A desorganização é reconhecida pela Associação Portuguesa de Medicina de Emergência, que exige que “a lei obrigue a tempos mínimos de reposta em suporte avançado de vida”. O presidente da associação, Vítor Almeida, avisa que a taxa de operacionalidade desceu e lembra que “a emergência médica é uma questão de vida ou de morte”. Por isso, exige “autoridade” do ministro da Saúde sobre as administrações hospitalares.
A Ordem dos Enfermeiros, por seu lado, alega que para, “evitar situações como a de domingo, em que a VMER de Évora não socorreu as vítimas de um acidente”, é urgente implementar um novo modelo para a emergência, recordando que há dois anos apresentou uma proposta à tutela.
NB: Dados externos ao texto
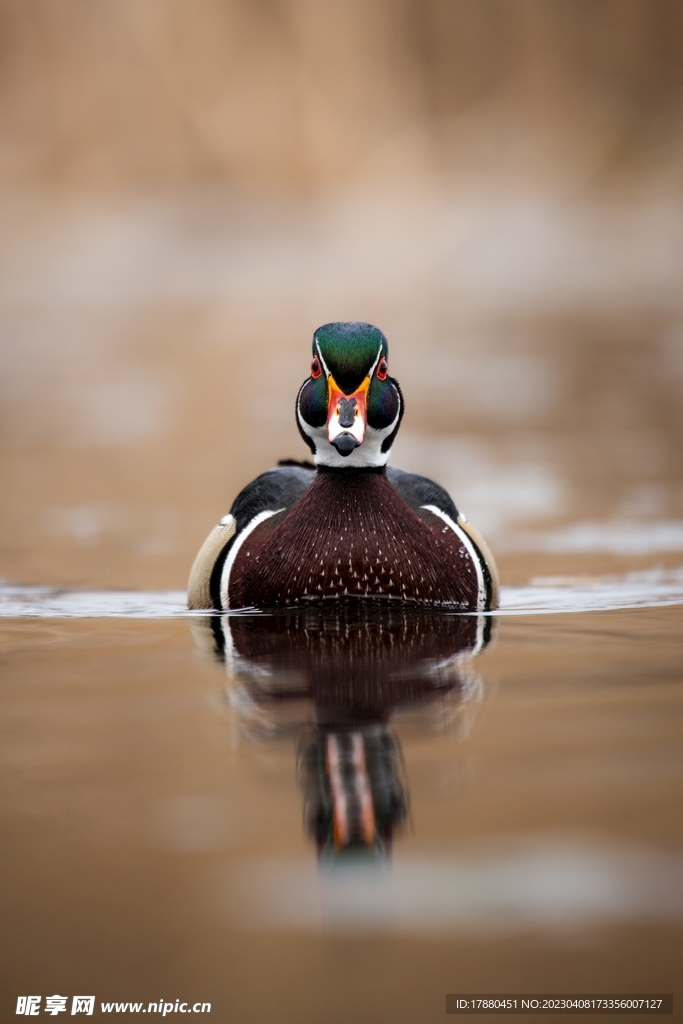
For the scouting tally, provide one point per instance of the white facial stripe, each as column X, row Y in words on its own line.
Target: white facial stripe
column 237, row 544
column 481, row 588
column 372, row 369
Também o porta-voz do PS para a Saúde, Álvaro Beleza, aproveitou a polémica para pedir ao ministro da Saúde para “acabar com os cortes cegos na Saúde que têm consequências bem visíveis” – e que os socialistas estimam em 900 milhões de euros.
Governo promete mudanças
O ministro Paulo Macedo já veio explicar que será aprovado um “diploma que definirá as competências de cada serviço hospitalar de urgência”. Além disso, prometeu publicar, em breve, um despacho para “regular a relação das equipas de VMER com cada hospital”.
Segundo apurou o SOL junto de fonte do INEM, Paulo Macedo promete responsabilizar as administrações que não respeitem dois princípios: que o serviço das VMER tem de funcionar como todos os outros serviços hospitalares e que tem de se assegurar com médicos substitutos a operacionalidade das viaturas sempre que há faltas de elementos da tripulação.
Entretanto, a Inspecção-geral das Actividades em Saúde, tal como fez em Dezembro, abriu um processo de averiguações sobre a inoperacionalidade das VMER. Mas as conclusões e as responsabilidades ainda não são conhecidas.